After a few minutes he lifts his big head and licks the side of my face, I grimace then smile at him while wiping from my cheek to my temple. "That was disgusting, Jak. Yuck."
A thunder rumbles in the distance and I see dark clouds rolling in above us, before I know it rain begins to fall. I hold out my hand to catch some of the droplets but do not move because I am oddly not chilled by the rains frigid wetness that is drenching me through.
I peer down at Jak and he looks back at me before raising his head off my body, which chills my entire body instantly. His nose nudges my side but I make no point of moving. His nose nudges my side again and he lets out a soft whine.
"Alright," I say laughing at his persistence. I get up and walk into the woods not expecting him to disappear off into the woods like he always does but instead he walks with me. I smile up at him.
I make it to the break where the road meets the woods and I glance back one more time, but the russet wolf is nowhere to be seen, before running through the rain towards my dorm while the rain pours down.
Jacob's POV:
Jacob phases back as soon as Clary steps onto the road, staring after her as he hides in the mask of thick trees and bushes so he is not seen.
Placing his hand on the branch above his head, Jacob thinks about the feel of her heartbeat pulsing in her belly as he breathed her in while he was in wolf form. How he waited for her to start to cry but the tears never fell from her eyes, and from the looks of her cheeks it did not seem like she had been crying earlier.

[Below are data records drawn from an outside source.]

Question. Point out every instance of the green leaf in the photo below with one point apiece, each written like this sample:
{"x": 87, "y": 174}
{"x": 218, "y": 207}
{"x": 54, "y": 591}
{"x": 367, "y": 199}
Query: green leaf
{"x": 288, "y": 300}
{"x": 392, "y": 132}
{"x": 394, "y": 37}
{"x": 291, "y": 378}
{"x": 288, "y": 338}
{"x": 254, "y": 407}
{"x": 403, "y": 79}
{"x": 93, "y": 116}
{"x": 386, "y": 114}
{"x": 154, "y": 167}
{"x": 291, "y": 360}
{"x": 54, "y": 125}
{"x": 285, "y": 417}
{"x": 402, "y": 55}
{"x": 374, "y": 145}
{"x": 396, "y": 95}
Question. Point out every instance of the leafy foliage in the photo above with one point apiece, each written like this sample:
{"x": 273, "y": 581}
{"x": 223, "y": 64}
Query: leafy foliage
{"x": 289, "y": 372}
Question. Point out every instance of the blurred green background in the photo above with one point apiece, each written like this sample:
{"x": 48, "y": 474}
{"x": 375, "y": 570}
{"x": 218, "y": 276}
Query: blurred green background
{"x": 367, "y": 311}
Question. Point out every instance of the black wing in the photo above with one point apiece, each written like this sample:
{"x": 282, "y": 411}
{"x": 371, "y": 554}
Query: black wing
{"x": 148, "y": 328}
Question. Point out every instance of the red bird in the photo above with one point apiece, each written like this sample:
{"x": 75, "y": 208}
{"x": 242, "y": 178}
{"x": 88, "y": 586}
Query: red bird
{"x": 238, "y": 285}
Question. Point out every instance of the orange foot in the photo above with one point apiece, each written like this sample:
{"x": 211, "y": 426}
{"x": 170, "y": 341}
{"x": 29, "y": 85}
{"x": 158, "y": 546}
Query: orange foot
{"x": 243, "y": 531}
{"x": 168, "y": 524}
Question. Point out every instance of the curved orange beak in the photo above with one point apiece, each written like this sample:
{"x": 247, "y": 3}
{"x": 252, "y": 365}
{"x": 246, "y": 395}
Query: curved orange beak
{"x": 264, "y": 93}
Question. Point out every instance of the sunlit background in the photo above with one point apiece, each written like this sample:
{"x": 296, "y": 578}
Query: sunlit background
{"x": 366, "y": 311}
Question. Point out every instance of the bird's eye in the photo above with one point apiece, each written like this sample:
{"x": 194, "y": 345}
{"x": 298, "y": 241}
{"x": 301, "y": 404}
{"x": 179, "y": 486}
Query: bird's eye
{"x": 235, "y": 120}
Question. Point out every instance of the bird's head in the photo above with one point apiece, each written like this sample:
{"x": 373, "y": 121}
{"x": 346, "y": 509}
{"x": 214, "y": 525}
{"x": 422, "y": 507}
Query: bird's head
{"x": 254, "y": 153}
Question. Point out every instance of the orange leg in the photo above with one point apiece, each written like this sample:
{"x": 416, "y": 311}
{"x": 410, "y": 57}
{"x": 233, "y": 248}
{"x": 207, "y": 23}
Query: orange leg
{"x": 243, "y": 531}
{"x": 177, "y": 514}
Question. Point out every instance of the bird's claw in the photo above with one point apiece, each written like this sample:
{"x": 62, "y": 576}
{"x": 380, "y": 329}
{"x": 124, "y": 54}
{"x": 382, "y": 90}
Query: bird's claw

How her sad eyes lit up when she laughed when he licked the side of her face, tasting her smooth, creamy skin. And thinking about how just hearing her speak, just looking at her and listening, caused his heart to race just a little faster.
But then there was always the pull to stay away from her, to ignore the imprint now that she had broken the shackles that bound her to Zach for all those years. I still loved Bella, and Clary—although very beautiful—she was not his Bella. But maybe if she could distract him enough, he could forget all about Bella and move on.